AI evals are becoming increasingly necessary and common, but improper benchmark design will fail to reveal how the system will behave in production, while giving you a false sense of stability. Below is the specific failure I encountered in this process and the steps I took to mitigate it.
In the past few months I ran 220,000 evaluations on LLM-based phishing detection across 11 frontier models and 10 different system prompt configurations. One major thing I learned in this process actually has nothing to do with phishing: AI evals can seem “clean” but might fail to reveal how the system will behave in production. Namely, optimizing for in-sample patterns might backfire more than expected on out-of-sample patterns.
In classical machine learning, the observation would be unremarkable. We train a model on our training data, we validate and test it on separate held-out datasets and we know that production performance will typically be at best equal to test performance and more often degraded — especially on inputs that drift from the training distribution.

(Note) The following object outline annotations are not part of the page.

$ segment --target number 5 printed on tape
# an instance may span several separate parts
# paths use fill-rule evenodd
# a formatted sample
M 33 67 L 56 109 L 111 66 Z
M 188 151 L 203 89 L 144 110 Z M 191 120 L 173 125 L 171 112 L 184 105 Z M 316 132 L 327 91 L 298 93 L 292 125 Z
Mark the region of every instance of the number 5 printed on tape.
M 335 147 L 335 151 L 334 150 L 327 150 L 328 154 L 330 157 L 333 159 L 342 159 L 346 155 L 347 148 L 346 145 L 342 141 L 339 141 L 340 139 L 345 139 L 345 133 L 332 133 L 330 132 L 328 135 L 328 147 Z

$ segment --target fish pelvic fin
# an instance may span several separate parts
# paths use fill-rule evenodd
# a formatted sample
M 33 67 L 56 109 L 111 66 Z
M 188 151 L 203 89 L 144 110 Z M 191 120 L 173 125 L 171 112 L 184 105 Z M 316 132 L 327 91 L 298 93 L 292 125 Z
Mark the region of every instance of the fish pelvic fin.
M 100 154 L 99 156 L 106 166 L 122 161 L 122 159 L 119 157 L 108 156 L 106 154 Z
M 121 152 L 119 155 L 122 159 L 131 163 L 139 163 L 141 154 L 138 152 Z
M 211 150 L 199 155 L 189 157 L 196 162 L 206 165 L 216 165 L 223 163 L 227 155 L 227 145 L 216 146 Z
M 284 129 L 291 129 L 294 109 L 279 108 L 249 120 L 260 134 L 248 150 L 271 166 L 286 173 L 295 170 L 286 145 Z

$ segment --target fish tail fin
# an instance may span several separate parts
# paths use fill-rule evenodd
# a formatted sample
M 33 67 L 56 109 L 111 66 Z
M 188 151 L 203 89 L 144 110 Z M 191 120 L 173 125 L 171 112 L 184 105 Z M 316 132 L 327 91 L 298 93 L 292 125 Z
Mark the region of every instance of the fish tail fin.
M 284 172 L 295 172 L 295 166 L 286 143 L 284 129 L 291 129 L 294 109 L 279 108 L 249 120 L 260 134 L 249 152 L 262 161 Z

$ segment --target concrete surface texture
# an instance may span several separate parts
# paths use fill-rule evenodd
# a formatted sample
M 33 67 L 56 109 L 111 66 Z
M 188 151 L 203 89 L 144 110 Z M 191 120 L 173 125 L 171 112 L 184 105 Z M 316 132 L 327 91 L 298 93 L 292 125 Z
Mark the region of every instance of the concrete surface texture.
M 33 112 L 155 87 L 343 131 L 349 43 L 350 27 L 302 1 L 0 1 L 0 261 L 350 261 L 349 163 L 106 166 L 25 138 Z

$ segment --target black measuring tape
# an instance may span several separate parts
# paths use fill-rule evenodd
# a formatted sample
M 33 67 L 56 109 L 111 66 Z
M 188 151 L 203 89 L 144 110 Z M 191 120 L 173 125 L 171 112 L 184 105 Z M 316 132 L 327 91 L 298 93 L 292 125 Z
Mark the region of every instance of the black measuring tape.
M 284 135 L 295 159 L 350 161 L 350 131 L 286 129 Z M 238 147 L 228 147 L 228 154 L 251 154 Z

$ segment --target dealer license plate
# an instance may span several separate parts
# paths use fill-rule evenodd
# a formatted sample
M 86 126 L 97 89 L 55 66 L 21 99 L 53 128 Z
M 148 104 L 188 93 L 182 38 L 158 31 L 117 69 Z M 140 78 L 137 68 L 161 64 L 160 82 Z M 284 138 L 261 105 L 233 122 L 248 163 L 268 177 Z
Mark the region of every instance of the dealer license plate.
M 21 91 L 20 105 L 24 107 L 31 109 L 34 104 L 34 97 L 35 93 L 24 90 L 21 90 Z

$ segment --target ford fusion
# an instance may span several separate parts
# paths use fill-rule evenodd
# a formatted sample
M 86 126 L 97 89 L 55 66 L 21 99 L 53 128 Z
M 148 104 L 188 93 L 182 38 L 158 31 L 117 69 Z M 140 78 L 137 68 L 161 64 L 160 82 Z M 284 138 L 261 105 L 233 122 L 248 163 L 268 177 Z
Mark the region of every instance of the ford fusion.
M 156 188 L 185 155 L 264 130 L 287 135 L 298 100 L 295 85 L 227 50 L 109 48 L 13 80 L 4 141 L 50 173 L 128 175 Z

LLMs, however, give us a somewhat false sense of security through the illusion of thinking, and that’s where trouble starts. We don’t train the language models ourselves, we use a frontier system that has seen vastly more of the world than any benchmark we could assemble. We tune behavior through prompts rather than weights, and we expect the model to reason through inputs the prompt engineer never specifically anticipated. This problem could also replicate in fine-tuned models (even though in that case weights are, in fact, tuned). Coverage starts to feel like someone else’s problem — the model supplier.
But the problem is ours. The decision rules we engineer into our prompts might be narrow, specific, and overfit to the benchmark we are using. If our benchmark is missing or too light on a category of samples that are expected to be seen in production data, the prompt is silently unprepared for it, and the reasoning capacity of the model may not cover this gap. Overfitting in building LLM-based systems is not the model overfitting to training data. It is the prompt overfitting to the shape of the eval.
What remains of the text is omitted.